Sometimes it seems to me that the music knows more than I do.
Lyrics from a favorite Flaming Lips tune of mine had been popping into my head at random all through June and July, and I was simultaneously trying to ignore them and discern whatever it was they were trying to tell me.
The Lips' song "In the Morning of the Magicians" pokes its finger into some serious existential issues, as its narrator makes his way through the brief-but-emotionally-resonant space between the first morning bird's call and the rising of the sun. It begins with the singer pondering the qualitative differences between love and hate, his thinking still a bit fuzzy as he emerges from a dream. It ends with a rather devastating couplet sung in a wistful, resigned tenor: "As the day began to break, I had to surrender/The universe will have its way/Too powerful to master."
The implication being, we are not actually in charge. Not something I generally like to admit.
By the middle of July, a fairly serious illness arrived in my life. It would end up taking from me the remainder of the summer. Ultimately, it led to an unpleasant but successful surgery, crammed without much warning into the days immediately following my return from Boston, Mass., where I'd taken my son to begin his first semester at the Berklee College of Music.
Suddenly, none of the plans I'd made mattered. I wasn't driving the bus. And the bus was moving fast.
It would take me a few days following my return home from the hospital to recall the Lips lyrics that had been ear-worming me to the point of distraction right up until the moment I took ill. The universe did indeed have its way with me, just as it does with all of us. (Weird to realize upon reflection that, among the dozens of shows I missed during my illness was one that I'd been looking forward to for months – Flaming Lips at the Rapids Theatre.)
All of this could well be merely coincidental, random, meaningless. I have my doubts, though. Music works its way into the mind, and the mind knows when the body is in peril long before the "bouncer-at-the-door-of-the-club" that is the ego is ready to admit as much. It's fitting, then, that a potent lyric comes soaring on the wings of a melody into your consciousness at a relevant time.
Maybe music saw what was coming for me. Such an assertion is neither provable nor disprovable. Music certainly made its presence felt throughout the experience, however, and it has greatly aided in my ongoing recovery. I'm far from alone.
A 2016 Harvard Medical School study called "How Music Can Help You Heal" found that music from a broad range of genre classifications has been linked to many facets of healing. Employing music as a therapeutic measure, the study said, "decreases pain perception, reduces the amount of pain medication needed, helps relieve depression in pain patients, and gives them a sense of better control over their pain."
Well, yeah, that would definitely seem to be the case. I leaned on music heavily during my recovery, and I used it to wean myself from the potent painkillers I'd been prescribed post-surgery.
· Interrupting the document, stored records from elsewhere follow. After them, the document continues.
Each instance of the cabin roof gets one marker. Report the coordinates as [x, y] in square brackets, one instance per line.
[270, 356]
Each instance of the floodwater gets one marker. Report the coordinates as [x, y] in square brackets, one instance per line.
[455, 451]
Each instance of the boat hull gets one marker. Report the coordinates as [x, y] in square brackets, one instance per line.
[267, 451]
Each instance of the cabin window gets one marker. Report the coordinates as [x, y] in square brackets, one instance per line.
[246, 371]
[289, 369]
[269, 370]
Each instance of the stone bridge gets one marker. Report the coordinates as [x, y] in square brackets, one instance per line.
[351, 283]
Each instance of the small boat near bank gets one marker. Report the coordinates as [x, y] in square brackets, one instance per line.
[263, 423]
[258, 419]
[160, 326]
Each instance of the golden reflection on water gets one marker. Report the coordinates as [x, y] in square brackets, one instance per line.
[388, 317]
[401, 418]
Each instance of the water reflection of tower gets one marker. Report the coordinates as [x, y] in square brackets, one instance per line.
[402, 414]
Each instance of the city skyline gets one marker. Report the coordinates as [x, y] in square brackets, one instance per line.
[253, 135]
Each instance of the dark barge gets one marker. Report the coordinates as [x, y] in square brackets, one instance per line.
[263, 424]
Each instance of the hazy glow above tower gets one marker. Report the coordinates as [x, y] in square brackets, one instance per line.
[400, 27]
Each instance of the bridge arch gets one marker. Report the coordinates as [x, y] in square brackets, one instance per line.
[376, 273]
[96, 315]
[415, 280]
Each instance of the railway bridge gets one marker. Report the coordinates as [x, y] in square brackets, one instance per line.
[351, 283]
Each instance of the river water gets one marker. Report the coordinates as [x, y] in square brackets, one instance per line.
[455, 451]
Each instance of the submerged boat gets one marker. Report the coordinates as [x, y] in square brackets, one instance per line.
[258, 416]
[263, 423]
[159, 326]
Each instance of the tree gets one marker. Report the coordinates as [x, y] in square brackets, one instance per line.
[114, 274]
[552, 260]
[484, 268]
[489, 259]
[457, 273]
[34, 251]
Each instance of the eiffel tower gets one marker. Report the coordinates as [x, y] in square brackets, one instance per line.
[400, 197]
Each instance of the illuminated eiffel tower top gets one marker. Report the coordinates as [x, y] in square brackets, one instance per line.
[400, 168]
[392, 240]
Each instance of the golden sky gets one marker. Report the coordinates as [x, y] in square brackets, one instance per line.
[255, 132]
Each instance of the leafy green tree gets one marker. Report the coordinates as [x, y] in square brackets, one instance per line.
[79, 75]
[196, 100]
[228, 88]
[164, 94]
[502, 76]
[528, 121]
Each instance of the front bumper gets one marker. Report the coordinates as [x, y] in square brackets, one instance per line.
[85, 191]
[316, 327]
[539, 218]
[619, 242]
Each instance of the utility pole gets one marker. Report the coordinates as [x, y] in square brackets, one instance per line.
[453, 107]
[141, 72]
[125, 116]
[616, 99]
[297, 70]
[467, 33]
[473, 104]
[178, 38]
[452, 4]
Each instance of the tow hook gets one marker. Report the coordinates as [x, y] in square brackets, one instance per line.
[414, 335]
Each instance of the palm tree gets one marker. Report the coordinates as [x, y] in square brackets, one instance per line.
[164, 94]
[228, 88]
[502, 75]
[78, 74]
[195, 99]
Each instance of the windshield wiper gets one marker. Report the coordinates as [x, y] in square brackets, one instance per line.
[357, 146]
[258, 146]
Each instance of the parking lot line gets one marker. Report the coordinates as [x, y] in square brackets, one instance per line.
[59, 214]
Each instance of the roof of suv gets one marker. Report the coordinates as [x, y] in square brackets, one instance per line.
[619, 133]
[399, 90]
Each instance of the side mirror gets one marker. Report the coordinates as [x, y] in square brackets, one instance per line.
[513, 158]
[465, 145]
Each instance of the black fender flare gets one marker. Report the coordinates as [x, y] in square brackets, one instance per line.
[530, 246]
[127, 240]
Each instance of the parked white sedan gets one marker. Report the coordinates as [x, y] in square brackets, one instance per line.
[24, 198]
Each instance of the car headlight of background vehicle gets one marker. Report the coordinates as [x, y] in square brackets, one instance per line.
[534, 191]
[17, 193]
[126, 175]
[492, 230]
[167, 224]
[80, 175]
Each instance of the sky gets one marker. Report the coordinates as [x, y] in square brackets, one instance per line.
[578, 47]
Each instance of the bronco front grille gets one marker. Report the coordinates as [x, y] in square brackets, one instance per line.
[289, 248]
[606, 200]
It was Herbie Hancock's "Mwandishi" album (played on repeat) that saw me through my first day of opioid-free pain management. (I read Bob Gluck's excellent "You'll Know When You Get There: Herbie Hancock and the Mwandishi Band" simultaneously, and it helped, too.)
Todd Rundgren's "Healing" album then lived up to its title for a few days, at which point I turned to late-'60s/early-'70s Miles Davis – whose music was in my head when I emerged from my post-surgery anesthesia nap – for both comfort and a bolstering feeling of defiance. Debussy lent serenity, but so did Cheap Trick and Prophets of Rage. The point being, you don’t necessarily need New Age or meditation-based music to help you heal. It can be anything.
Not surprisingly, Bob Marley said it best: "One good thing about music – when it hits, you feel no pain."